A alimentação também é ligada a esses fatores e acaba sendo sempre a mesma por muito tempo, na infância era mais difícil pois coisas como textura, aparência e sabor eram importantes e comer sempre no mesmo prato também, passava por problemas intestinais, depois veio a obesidade e no inicio deste ano uma anemia crônica. Nós não percebemos que nossa alimentação é ruim, apenas não pensamos em comer outras coisas além do que já estamos habituados.

Os lugares que eu trabalhei sempre foram bem próximos e quase sempre com as mesmas pessoas, era um ciclo e eu me sentia confortável assim, quando perdi o meu emprego de dez anos na área da TI, eu enlouqueci e desejei morrer, joguei tudo para alto e queria ser qualquer coisa, menos a pessoa que eu era. Eu não tinha a menor consciência que toda a revolta era ocasionada por uma síndrome que me fazia sofrer com a quebra de rotina, principalmente um trabalho que eu amava e estava habituada.

A quebra de rotina causa estresse, ansiedade e depressão, é como se todos os passos que eu dei para a evolução retornassem a estaca zero. Horários devem ser cumpridos, se alguém marca alguma coisa comigo e não comparece, isso faz com que eu me sinta mal por dias.

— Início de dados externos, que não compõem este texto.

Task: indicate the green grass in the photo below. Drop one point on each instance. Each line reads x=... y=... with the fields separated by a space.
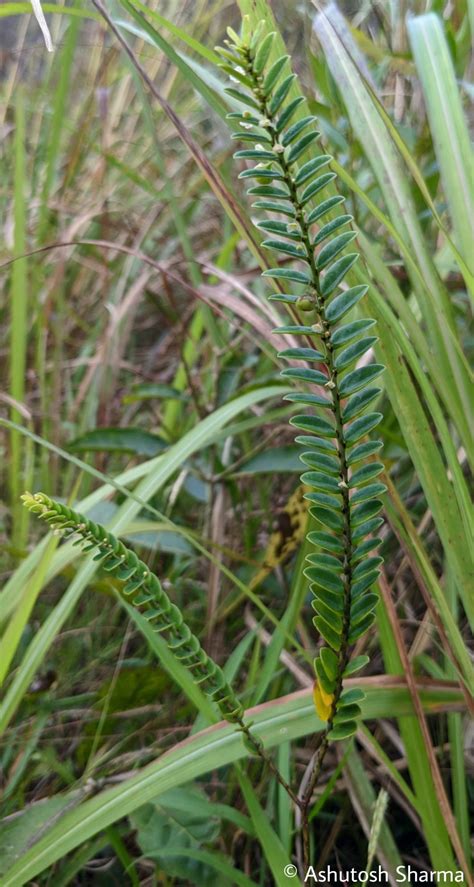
x=103 y=733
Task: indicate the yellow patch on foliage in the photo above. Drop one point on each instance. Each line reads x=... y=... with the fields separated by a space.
x=322 y=702
x=292 y=523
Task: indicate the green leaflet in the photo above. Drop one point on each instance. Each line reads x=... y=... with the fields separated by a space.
x=343 y=499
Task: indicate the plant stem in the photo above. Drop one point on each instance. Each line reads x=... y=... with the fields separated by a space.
x=333 y=388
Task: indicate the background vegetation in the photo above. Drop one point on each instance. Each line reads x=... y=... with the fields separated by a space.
x=140 y=382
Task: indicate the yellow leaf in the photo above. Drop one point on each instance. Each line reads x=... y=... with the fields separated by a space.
x=322 y=702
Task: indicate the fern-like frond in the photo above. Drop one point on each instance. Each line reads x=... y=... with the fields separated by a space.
x=343 y=487
x=143 y=590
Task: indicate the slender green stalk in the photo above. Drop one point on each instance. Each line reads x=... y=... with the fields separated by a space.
x=143 y=590
x=345 y=502
x=18 y=326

"Certa vez fui com minha mãe a Florianópolis, na época que eu ia fazer a cirurgia bariátrica, depois do medico fomos para a rodoviária. O ônibus já estava de saída, compramos a passagem rápido e fomos para a plataforma. O motorista pediu que eu escrevesse o numero da minha identidade na passagem, mas eu estava extremamente ansiosa, porque o ônibus precisava sair. Então eu disse a ele que não iria escrever, ele insistiu e ficou bravo. Eu disse que não ia escrever, ele pediu que eu falasse o número, mas eu não lembrava e falei qualquer coisa. Ele ficou mais bravo ainda e pediu que eu lhe mostrasse a identidade, eu dizia que só queria entrar no ônibus e ir para casa, que nós tínhamos comprado a passagem naquela hora na rodoviária. Então o homem começou a gritar comigo e eu comecei a gritar com ele também, demorei muito tempo para me acalmar e acabei ofendendo as pessoas dentro do ônibus. Minha mãe não gostou nada de ter passado por essa situação. Mas na época eu não entendia e não sabia me expressar. No meu entendimento se eu comprei a passagem na rodoviária naquele momento e a pessoa do guichê me disse: "o ônibus esta saindo e vocês precisam ser rápidas", era isso que eu precisava fazer e porque eu precisava provar que eu era a dona da passagem se acabei de comprá-la, e fora que eu estava com muita vontade de estar em casa."

Acredito que ao se reconhecer nesses aspectos, o autista tende a abrir uma porta para a própria evolução, respeitando suas necessidades, não se colocando mais em risco, percebendo que nem sempre ele está certo e principalmente diminuir as situações de desconforto.